Mengingat kompleksitas tanggung jawab yang diemban, Kemenkes menetapkan standar kualifikasi yang tinggi bagi para pelamar posisi Team Leader ini. Komposisi syarat mencakup latar belakang pendidikan tingkat lanjut serta portofolio kepemimpinan pada proyek-proyek multilateral sebelumnya.
Bagi para pemburu kerja yang ingin mencoba tantangan ini, detail persyaratan mengenai kompetensi, pengalaman kerja di sektor publik, hingga kemampuan bahasa asing wajib dipenuhi secara komprehensif sebelum berkas dikirimkan melalui sistem rekrutmen daring.
Dikutip dari akun Instagram @kemenkes_ri, Sabtu (4/7/2026), pelamar yang berminat dengan lowongan kerja ini harus memenuhi sejumlah kualifikasi berikut:
Pendidikan minimal S2 (Master).
Memiliki sertifikasi Project Management Professional (PMP) menjadi nilai tambah.
Memiliki pengalaman minimal 7 tahun dalam proyek pembangunan internasional.
Berpengalaman minimal 5 tahun dalam posisi manajerial pada proyek yang didanai hibah atau pinjaman dari bank pembangunan multilateral (MDB) maupun lembaga pembangunan bilateral/multilateral.
Memiliki pengalaman dalam pelaksanaan proyek pemerintah yang bersifat multi-tahap atau multi-fase.
Pengalaman pada proyek Kementerian Kesehatan dan/atau sektor kesehatan menjadi nilai lebih.
Terbukti mampu memimpin tim multidisiplin dan berkoordinasi dengan pemerintah, mitra pembangunan, akademisi, serta pemangku kepentingan lainnya.
Memiliki pengalaman dalam manajemen proyek, pemantauan, supervisi, dan pelaporan.
Berpengalaman memantau kemajuan proyek, kepatuhan terhadap kontrak, serta pelaksanaan proyek.
Mampu bekerja secara adaptif, efisien, dan di lingkungan kerja yang dinamis.
Mahir berbahasa Inggris, baik lisan maupun tulisan.
Bagi Anda yang berminat dengan lowongan kerja di atas dan memenuhi kualifikasi, dapat melakukan pendaftaran secara daring melalui situs resmi rekrutmen PMU SOPHI Kementerian Kesehatan di https://s.kemkes.go.id/RecruitmentIHSSBatchX.
Batas akhir pendaftaran adalah 7 Juli 2026 pukul 23.59 WIB. Selain tautan pendaftaran, informasi lebih lanjut mengenai kualifikasi, persyaratan, serta mekanisme rekrutmen dapat diakses melalui laman resmi IHSS Kementerian Kesehatan.

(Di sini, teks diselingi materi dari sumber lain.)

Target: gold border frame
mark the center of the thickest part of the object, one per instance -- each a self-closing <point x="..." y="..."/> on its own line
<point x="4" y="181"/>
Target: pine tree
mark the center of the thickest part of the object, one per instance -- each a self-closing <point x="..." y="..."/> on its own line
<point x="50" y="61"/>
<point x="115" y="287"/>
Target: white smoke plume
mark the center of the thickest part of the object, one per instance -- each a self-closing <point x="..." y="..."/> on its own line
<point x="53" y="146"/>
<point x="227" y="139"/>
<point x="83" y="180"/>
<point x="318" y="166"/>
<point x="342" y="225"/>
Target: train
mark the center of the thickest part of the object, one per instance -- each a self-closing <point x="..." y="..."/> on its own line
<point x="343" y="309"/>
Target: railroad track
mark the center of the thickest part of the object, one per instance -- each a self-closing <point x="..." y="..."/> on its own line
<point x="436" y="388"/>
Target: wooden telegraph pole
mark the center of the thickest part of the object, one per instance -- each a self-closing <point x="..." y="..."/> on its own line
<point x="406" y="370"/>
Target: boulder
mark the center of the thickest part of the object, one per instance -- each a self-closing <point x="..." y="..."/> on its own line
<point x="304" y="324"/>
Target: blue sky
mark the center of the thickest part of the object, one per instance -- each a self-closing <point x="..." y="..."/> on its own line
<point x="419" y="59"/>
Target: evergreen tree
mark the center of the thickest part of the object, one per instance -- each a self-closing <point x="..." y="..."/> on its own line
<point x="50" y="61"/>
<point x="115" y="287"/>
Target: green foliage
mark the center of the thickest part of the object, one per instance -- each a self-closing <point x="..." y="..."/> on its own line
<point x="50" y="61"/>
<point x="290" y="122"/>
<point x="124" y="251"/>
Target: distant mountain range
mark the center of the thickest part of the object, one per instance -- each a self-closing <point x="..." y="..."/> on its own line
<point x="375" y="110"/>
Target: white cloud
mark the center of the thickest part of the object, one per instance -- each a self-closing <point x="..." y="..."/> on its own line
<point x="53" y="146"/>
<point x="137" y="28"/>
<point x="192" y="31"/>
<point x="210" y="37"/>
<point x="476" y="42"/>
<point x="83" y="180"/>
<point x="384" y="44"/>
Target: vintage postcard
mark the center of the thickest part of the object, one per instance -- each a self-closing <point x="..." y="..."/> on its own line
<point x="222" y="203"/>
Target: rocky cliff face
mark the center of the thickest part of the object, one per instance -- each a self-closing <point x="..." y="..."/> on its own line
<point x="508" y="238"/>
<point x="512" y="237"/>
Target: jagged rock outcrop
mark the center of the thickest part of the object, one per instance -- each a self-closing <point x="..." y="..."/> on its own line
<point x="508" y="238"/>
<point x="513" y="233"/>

Kemenkes menyampaikan bahwa hanya pelamar yang lolos seleksi administrasi yang akan dihubungi. Proses rekrutmen akan dilaksanakan sesuai mekanisme rekrutmen proyek, persyaratan administrasi, serta ketentuan tata kelola Proyek SOPHI, termasuk ketentuan yang berlaku dalam World Bank Procurement Regulations.